By Staff Writer | August 14, 2002

      Canal Satelite Digital (CSD), the satellite pay-TV satellite platform of Spain’s Sogecable, gained less than 80,000 subscribers during the fiscal year ended June 2002. The poor performance of Canal Satelite gives further evidence of the need for Sogecable to merge Canal Satelite with rival Via Digital.

      Jesus Gomez, a media equity analyst at Banco Santander, told Interspace: “The results in terms of subscriber numbers were fairly weak. If you see the net additions in the last quarter, comparing with March 2002 with June 2002, Canal Satelite Digital lost 2,000 subscribers. It was disappointing. We were expecting flat growth in terms of subscribers. It was a bit lower than we expected.”

      CSD’s recent numbers have not been impressive.
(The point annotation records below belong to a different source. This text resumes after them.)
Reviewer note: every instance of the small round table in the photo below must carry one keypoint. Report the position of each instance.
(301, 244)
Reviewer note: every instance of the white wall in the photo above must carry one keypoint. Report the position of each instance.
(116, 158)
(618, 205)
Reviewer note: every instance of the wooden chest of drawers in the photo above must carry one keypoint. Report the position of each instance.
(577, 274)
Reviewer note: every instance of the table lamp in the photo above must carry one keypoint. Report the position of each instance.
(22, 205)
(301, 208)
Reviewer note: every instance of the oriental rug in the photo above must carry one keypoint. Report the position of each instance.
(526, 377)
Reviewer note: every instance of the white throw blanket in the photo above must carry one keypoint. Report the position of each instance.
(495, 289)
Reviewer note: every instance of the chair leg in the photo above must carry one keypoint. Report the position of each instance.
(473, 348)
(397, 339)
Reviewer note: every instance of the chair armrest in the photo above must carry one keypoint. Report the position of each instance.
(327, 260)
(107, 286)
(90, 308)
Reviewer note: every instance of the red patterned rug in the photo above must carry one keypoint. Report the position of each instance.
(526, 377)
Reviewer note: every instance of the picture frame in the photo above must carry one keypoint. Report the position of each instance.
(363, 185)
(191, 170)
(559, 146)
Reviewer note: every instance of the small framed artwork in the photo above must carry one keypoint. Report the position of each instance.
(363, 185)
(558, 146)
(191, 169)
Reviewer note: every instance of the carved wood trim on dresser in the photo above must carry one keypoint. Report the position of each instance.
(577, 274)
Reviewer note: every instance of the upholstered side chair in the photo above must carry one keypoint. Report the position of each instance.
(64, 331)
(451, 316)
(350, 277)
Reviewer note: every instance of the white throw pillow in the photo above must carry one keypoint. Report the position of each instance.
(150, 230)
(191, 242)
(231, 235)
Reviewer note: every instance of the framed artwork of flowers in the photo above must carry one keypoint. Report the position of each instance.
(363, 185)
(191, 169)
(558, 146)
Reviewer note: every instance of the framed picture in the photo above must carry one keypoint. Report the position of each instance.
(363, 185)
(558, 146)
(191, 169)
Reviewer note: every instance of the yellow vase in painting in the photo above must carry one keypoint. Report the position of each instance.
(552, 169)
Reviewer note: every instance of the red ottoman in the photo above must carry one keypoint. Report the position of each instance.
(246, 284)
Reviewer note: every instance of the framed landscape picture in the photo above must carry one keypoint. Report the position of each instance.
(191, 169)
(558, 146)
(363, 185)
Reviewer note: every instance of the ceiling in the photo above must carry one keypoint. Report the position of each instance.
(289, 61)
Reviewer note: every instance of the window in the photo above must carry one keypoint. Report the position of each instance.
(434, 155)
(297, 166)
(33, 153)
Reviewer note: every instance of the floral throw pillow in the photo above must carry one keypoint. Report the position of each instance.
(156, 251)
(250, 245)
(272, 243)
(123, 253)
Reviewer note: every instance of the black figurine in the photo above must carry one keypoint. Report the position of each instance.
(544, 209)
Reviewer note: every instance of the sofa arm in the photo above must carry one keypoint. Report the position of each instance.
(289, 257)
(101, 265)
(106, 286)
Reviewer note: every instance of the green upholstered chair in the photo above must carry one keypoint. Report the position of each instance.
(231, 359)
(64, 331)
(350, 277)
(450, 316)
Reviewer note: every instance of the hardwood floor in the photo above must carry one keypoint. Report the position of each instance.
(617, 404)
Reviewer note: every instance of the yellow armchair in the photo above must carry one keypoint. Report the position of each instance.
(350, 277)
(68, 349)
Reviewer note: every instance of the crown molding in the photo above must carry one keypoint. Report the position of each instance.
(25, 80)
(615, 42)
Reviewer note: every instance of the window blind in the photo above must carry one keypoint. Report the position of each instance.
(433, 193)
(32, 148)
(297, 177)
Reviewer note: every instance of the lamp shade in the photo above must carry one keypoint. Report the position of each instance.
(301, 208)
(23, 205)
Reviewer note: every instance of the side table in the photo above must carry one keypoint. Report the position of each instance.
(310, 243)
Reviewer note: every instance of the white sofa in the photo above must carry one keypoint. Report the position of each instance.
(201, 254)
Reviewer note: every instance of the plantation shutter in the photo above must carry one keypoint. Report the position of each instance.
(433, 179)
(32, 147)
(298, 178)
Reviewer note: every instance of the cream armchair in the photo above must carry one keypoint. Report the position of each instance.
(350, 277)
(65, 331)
Yet, despite what appears on the surface a poor performance, there are a number of factors at work. Consumers are aware of the merger between the CSD and Via Digital and could be deciding to wait until this has taken place before signing up for a pay-TV service.
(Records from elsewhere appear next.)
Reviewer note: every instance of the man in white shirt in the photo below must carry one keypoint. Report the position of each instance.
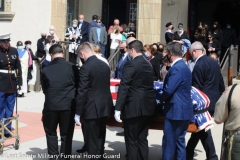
(123, 58)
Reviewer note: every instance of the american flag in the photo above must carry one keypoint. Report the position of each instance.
(199, 99)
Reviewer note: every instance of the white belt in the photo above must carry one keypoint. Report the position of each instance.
(7, 71)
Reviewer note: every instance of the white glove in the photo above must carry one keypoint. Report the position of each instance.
(117, 116)
(77, 120)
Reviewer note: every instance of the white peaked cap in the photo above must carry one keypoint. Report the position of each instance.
(5, 36)
(52, 27)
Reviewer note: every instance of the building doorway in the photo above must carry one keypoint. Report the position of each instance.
(209, 11)
(124, 10)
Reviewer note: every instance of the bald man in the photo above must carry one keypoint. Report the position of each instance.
(116, 22)
(94, 101)
(206, 76)
(83, 29)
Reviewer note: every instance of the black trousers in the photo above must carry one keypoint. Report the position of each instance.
(65, 120)
(135, 134)
(72, 58)
(95, 135)
(207, 142)
(223, 50)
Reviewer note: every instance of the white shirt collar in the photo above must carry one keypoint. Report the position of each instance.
(198, 58)
(169, 30)
(178, 59)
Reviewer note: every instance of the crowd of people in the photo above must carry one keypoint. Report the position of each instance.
(80, 88)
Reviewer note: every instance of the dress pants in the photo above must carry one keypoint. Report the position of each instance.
(135, 134)
(95, 135)
(102, 47)
(207, 142)
(65, 119)
(174, 139)
(223, 50)
(73, 58)
(7, 102)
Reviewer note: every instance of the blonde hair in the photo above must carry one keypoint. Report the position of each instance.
(86, 47)
(97, 49)
(75, 21)
(116, 28)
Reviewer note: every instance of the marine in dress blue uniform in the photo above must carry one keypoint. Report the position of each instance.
(10, 73)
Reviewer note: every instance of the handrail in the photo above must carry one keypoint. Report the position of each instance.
(224, 61)
(113, 59)
(65, 46)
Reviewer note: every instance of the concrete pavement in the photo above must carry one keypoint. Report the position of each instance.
(33, 141)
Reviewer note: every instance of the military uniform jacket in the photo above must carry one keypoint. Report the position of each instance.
(9, 61)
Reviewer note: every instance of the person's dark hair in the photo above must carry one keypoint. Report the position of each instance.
(214, 53)
(19, 43)
(49, 39)
(94, 17)
(155, 44)
(175, 48)
(137, 45)
(218, 26)
(27, 42)
(56, 48)
(165, 59)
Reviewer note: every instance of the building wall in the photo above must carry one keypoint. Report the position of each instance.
(58, 17)
(149, 21)
(31, 18)
(176, 13)
(89, 8)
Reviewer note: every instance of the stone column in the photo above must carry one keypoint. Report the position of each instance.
(58, 17)
(149, 21)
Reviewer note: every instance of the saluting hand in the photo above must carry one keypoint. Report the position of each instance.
(77, 120)
(117, 116)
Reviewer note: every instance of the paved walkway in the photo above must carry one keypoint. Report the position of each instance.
(33, 140)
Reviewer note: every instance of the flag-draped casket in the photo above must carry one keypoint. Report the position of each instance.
(200, 101)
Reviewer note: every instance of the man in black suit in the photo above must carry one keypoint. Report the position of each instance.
(137, 101)
(93, 23)
(40, 45)
(206, 76)
(83, 28)
(59, 82)
(94, 99)
(169, 34)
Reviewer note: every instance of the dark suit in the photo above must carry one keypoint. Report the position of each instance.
(137, 102)
(40, 48)
(83, 31)
(206, 77)
(178, 110)
(168, 37)
(120, 65)
(93, 38)
(59, 83)
(94, 103)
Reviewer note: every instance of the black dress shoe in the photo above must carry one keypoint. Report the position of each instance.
(82, 150)
(120, 134)
(7, 135)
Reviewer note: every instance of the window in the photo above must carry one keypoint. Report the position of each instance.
(70, 12)
(133, 12)
(1, 5)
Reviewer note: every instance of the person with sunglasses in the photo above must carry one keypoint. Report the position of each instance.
(213, 45)
(98, 36)
(180, 34)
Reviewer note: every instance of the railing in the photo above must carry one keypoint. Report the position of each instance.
(113, 59)
(65, 46)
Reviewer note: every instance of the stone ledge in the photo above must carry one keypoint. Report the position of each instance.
(6, 16)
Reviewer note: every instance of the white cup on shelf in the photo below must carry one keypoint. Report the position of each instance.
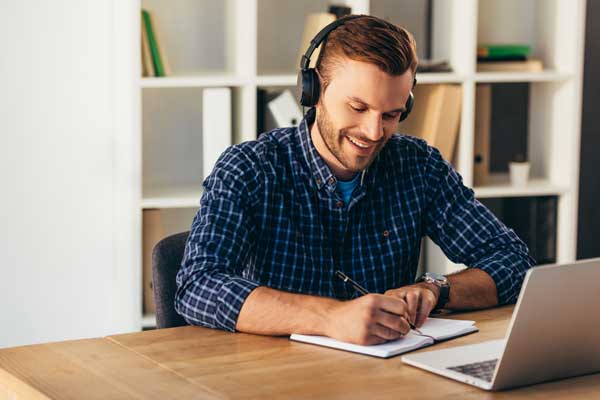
(519, 173)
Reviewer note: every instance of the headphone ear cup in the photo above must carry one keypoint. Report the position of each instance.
(309, 86)
(409, 104)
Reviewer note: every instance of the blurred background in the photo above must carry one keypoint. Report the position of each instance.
(113, 112)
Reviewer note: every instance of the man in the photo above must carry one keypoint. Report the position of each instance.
(279, 215)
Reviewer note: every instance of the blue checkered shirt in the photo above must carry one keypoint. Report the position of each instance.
(270, 215)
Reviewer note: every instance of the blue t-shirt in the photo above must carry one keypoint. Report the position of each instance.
(347, 187)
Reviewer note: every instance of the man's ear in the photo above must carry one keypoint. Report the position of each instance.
(321, 86)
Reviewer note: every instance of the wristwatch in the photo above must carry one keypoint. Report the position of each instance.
(441, 282)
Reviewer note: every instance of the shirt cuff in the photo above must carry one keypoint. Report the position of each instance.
(232, 296)
(508, 274)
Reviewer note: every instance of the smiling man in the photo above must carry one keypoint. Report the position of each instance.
(343, 192)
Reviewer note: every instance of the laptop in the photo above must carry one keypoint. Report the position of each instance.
(554, 333)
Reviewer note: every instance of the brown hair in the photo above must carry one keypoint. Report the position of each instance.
(368, 39)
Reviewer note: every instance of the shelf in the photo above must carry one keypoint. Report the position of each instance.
(207, 80)
(425, 77)
(500, 187)
(542, 76)
(172, 197)
(148, 321)
(276, 80)
(439, 77)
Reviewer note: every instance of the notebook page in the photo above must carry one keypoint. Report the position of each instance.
(442, 329)
(407, 343)
(438, 328)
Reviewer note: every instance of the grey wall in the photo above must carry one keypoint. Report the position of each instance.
(589, 189)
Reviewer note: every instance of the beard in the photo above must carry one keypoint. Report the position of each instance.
(340, 147)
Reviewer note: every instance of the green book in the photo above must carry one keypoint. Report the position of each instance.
(156, 59)
(502, 51)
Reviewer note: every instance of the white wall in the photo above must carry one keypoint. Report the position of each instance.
(67, 269)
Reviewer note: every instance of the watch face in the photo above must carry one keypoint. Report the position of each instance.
(437, 277)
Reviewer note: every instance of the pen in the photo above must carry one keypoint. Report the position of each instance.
(346, 279)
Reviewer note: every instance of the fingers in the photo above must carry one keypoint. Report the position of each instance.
(419, 302)
(394, 322)
(427, 303)
(413, 300)
(393, 305)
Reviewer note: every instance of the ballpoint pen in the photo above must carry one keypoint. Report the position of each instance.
(346, 279)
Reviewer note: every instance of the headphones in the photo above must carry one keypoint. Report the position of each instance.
(308, 80)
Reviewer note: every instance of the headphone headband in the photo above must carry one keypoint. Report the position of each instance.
(319, 37)
(308, 85)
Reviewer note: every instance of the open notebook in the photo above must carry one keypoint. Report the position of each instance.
(439, 330)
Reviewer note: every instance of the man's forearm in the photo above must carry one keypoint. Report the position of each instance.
(273, 312)
(471, 289)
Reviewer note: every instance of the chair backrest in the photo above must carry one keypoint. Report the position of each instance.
(166, 261)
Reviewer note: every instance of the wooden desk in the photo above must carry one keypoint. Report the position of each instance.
(193, 362)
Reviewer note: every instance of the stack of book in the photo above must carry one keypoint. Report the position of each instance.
(506, 57)
(154, 60)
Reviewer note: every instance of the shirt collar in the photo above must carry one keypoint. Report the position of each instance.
(320, 172)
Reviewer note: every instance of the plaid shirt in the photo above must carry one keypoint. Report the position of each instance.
(270, 215)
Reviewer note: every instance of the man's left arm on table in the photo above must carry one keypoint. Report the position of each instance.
(468, 233)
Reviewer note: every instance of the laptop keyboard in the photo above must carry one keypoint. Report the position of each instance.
(481, 369)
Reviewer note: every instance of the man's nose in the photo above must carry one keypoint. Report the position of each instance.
(373, 128)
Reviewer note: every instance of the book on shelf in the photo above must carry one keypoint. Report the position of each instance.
(339, 10)
(152, 233)
(147, 63)
(434, 330)
(503, 51)
(160, 64)
(216, 126)
(506, 58)
(436, 116)
(483, 122)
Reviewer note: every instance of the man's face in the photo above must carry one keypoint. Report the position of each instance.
(357, 114)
      The main reason for CSD’s poor performance, however, lies in the aggressive performance of Via Digital. Via Digital had the rights to broadcast the football World Cup, which is likely to have led to a lack of new subscribers for CSD. Football does appear to be the key factor behind the CSD’s performance over recent months. The Spanish league also ended early this year. That, combined with Via Digital’s aggressive promotions and World Cup coverage, made it difficult for Sogecable in the last three months.

      CSD ended up with 1,255,578 subscribers by June 30, 2002. It had a year-on-year subscriber growth rate of 6.7 percent, down from 30.1 percent the previous year. So, there has been a drop off in subscriber growth rates, mainly due to the aggressive competition by Via Digital, which has adopted an aggressive pricing strategy.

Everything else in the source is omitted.